Family



I do not comprehend the distance between my extended family members. It seems as though we never get together except for funerals. I would say weddings, but we are even rather distant in that aspect. I realize that all families are different, but to this day, I regret not being a part of a close-knit family, who is there for one another come rain and shine. My only salvation is to make my own kids comfortable enough with me that they will bring their future families in closer to the nest. It grieves me to recall the minimal support I received from "blood" ties when both my father and husband died.

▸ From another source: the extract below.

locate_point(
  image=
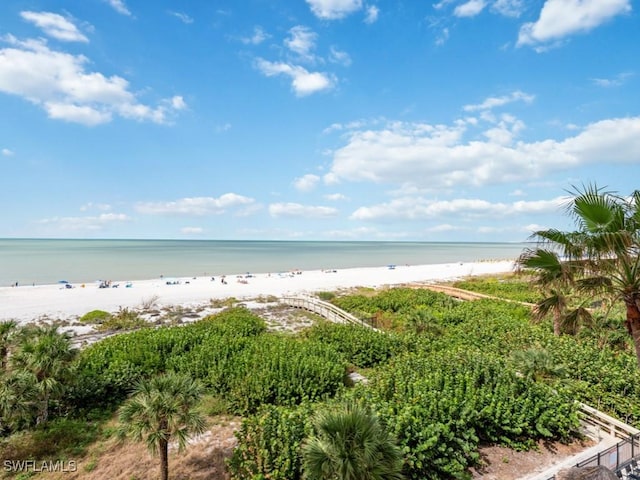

When my husband died, it began for me a tremendous inner battle. At the time, I felt such bitterness and anger for his family that in the beginning I barely talked to them. I immediately made plans to move closer to my hometown, as I could not see living so closely among "his" people without his presence. I have overcome all of this bitterness and now am much closer to his family than I feel I ever would have been had he lived. I feel their pain, they feel mine, and the empathy is a bond which has cemented our lives together forever. I love them dearly now and feel as though nothing would have been the same had he lived. Although I would like to fantasize over what "could have been", it seems reality has made a choice for me to create something better than fantasy with my in-laws. I now feel like a daughter to them and know them better than my own relatives...I can only thank them for the support they have given me and mine during our long road towards wellness.
Every one has a different relationship with their family. With mine, I seemed to be a too far out of touch when both my father's and husband's deaths occurred. When my dad died, I was 9 months pregnant at the time. Unable to board a plane to go see him when he was ill, I felt helpless to aid him at the time. My mother and brother were able to plan and attend the memorial and sent me transcripts of the service. This did nothing to alleviate my pain, if not increasing it to the fullest, as I could not memorialize him with my presence. I like to believe he understands.
My family, as small as it is, has done a lot of growing since his death. My brother and I, with whom I have always had an excellent relationship with, is still a big part of my life. My mother, with which whom it has been a long, hard road towards understanding, get along somewhat better now since my father's death. It seems that without his intervention, we are able to see each other past our own eyes, without his mediation. Although our relationship, in my eyes, still has much progress to make, it would not have come this far with him still present. Our own maturity and strength will take us further still.